# How do I finish this off?

1. Sep 28, 2009

### neutron star

I think I'm close but I don't know what the next step is.

1. The problem statement, all variables and given/known data
A ball is dropped off a cliff on a planet with an exact gravity of $$10m/s^2$$, 1.5 seconds later a lead ball is thrown straight down with an initial speed of $$20 m/s$$ If the two balls hit the base of the cliff at the same time, find the height of the cliff.

2. Relevant equations
$$X$$f=$$X$$o+$$V$$o$$t$$ -$$1/2gt^2$$

3. The attempt at a solution$$-d=-1/2gt^2$$
$$t^2=2d/g$$
$$t=\sqrt{2d/g}$$

$$-d=0-20(\sqrt{2d/g}-1.5)-1/2g(\sqrt{2d/g}-1.5)^2$$

Last edited: Sep 28, 2009
2. Sep 28, 2009

### Delphi51

Wow, it took me a while to see that your last expression is d = Vi*t + .5at^2 with t replaced by (t-1.5).
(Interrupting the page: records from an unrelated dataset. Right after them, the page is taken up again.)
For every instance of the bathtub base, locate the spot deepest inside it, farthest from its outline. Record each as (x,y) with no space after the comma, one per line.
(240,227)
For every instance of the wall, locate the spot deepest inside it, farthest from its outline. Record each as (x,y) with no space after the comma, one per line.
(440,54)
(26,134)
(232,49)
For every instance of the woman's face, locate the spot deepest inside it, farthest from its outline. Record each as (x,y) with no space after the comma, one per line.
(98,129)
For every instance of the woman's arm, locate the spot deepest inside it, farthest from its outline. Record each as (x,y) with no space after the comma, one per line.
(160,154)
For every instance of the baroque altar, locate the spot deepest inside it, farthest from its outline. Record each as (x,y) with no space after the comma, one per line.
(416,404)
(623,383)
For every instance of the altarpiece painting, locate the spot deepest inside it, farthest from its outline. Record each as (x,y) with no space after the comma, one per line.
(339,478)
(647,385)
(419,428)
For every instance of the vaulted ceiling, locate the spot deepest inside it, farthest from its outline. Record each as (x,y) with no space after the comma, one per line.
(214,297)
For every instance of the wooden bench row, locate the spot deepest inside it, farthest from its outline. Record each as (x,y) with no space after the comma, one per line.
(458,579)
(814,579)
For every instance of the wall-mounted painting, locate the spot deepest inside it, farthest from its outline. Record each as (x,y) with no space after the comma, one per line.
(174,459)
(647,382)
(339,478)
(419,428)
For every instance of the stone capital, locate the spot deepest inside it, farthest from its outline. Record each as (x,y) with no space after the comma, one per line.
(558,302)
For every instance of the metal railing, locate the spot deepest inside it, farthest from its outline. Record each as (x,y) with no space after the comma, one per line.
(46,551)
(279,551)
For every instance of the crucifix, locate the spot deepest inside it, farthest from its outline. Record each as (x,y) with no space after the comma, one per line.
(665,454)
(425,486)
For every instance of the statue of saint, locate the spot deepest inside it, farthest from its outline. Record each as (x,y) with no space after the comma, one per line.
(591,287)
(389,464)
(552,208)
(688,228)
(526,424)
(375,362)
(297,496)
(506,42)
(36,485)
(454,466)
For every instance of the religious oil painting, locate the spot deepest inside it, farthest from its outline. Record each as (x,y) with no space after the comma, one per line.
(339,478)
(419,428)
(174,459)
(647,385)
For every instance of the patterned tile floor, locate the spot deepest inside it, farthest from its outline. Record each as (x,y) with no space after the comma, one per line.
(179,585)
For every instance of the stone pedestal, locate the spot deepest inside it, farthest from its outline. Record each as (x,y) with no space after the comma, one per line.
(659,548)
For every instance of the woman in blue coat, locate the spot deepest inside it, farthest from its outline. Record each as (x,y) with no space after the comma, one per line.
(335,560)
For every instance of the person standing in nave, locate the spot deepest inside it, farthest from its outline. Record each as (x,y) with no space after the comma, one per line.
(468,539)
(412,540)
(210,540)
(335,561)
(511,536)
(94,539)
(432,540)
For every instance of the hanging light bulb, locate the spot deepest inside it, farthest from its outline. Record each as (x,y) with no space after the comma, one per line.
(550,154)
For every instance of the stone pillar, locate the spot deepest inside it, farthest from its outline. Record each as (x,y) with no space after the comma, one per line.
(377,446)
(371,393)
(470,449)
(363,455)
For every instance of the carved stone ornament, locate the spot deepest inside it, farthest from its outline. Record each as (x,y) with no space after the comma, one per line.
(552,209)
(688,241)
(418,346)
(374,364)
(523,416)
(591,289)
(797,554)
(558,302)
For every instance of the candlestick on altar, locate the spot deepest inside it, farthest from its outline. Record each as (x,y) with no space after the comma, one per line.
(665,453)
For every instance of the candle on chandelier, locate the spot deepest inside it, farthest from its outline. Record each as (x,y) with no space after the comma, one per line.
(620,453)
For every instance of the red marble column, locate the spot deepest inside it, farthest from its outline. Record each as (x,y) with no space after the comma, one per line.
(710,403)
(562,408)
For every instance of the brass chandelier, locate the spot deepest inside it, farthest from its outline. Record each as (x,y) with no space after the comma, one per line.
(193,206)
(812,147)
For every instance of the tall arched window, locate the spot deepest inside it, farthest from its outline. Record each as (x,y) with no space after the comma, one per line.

So that is your distance for the second ball at time t from when the first ball is dropped. To finish the job, you equate that distance to a similar expression for the first ball's distance.

If I may offer a more general tip, it would be to begin with
ball 1 distance = ball 2 distance
.5*a*t^2 = Vi*(t-1.5) + .5a(t-1.5)^2
so you have the big picture clearly stated, and then it is just detail work to finish it.
Also, you might take "down" to be positive in this problem to reduce the number of troublesome minus signs. I see it isn't really a quadratic equation - the t^2 term cancels a step or two further on.